Stress can be good and stress can be harmful. It can motivate you to get a promotion at work or run the last mile of a marathon. But if your stress becomes long-term, it can have harmful effects on your work performance, family life, and health. Top stress triggers include:
- Work stress: heavy workload, unclear expectations, long hours and lack of support
- Family stress: too many activities, financial obligations, caring for a sick family member
- Traumatic events: natural disasters, theft, automobile accident, violence
- Change: moving, death in the family, divorce
- Fear and uncertainty: threat of terrorism, global warming, depressed economy
- Unrealistic expectations: if you expect to do everything right all the time, you're going to feel stressed when things don't go as expected
Your stress levels can differ from others based on your personality type and your response to situations but constant exposure to elevated stress hormones can have negative effects on your health including accelerated aging and increased risk of illness. Other health conditions that are accelerated by long-term stress:
- Heart disease
- High blood pressure
- Acid reflux/ulcers
- Weight gain
- Diabetes (through weight gain and unhealthy eating habits)
- Skin problems like eczema and psoriasis
The good news is there are active daily practices you can use to help relieve your stress and lower your exposure to stress hormones.
- Exercise: Every time you are physically active, whether you take a walk, use the elliptical machine, play tennis or go swimming, your body releases mood-boosting chemicals called endorphins.
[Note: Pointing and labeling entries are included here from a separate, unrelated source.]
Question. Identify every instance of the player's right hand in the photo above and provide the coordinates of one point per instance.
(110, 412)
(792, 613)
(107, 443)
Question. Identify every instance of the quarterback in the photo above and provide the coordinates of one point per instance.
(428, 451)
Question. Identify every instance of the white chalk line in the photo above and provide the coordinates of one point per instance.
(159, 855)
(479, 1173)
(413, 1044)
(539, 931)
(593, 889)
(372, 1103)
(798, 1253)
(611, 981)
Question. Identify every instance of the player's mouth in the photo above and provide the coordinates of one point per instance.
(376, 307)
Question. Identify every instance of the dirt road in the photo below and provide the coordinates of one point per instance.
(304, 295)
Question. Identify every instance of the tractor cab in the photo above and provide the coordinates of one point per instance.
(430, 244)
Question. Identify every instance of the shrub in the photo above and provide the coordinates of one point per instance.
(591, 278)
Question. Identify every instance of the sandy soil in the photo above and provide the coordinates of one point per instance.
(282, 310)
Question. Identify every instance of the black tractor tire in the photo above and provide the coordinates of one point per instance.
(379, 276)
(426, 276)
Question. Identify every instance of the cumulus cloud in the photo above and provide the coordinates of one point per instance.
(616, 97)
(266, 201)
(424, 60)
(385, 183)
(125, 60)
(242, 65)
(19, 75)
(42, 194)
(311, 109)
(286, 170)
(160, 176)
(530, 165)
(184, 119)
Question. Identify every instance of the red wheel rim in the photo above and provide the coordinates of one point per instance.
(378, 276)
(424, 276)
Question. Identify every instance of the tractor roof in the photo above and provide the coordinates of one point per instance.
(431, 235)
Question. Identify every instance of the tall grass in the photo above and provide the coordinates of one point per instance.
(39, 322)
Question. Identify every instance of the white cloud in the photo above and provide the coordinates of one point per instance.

Exercising not only melts your stress away, it also protects against heart disease by lowering your blood pressure, strengthening your heart muscle, and helping you maintain a healthy weight.
- Meditation: Focused thought and deep breathing used in meditation, prayer, and yoga have been shown to reduce heart disease risk factors such as high blood pressure. These practices also relax the mind and body thereby releasing stress and tension.
- Spending time in nature: A study published in July 2018 by Norwich Medical School found that spending time in, or living close to, natural green spaces reduces the risk of type II diabetes, cardiovascular disease, premature death, and preterm birth, and increases sleep duration. The study also found that exposure to greenspace significantly reduces people's levels of salivary cortisol -- a marker of stress.
- Music as therapy: Music not only soothes everyday anxiety, research shows that it’s particularly beneficial when you are in the midst of stressful events, like surgery or before a big test. Even if you don't have access to recorded music, humming or making your own music also helps.
- Practicing gratitude: When you notice yourself complaining about a negative event or stressor in your life, try to think of five related things for which you are grateful. For example, when feeling stressed at work, try to think about five things that you like about your job.
The key to successful de-stressing is making your practice a consistent part of your daily routine. Letting go of stress every day allows levels of stress hormones to drop back down, relieving your body of their harmful effects.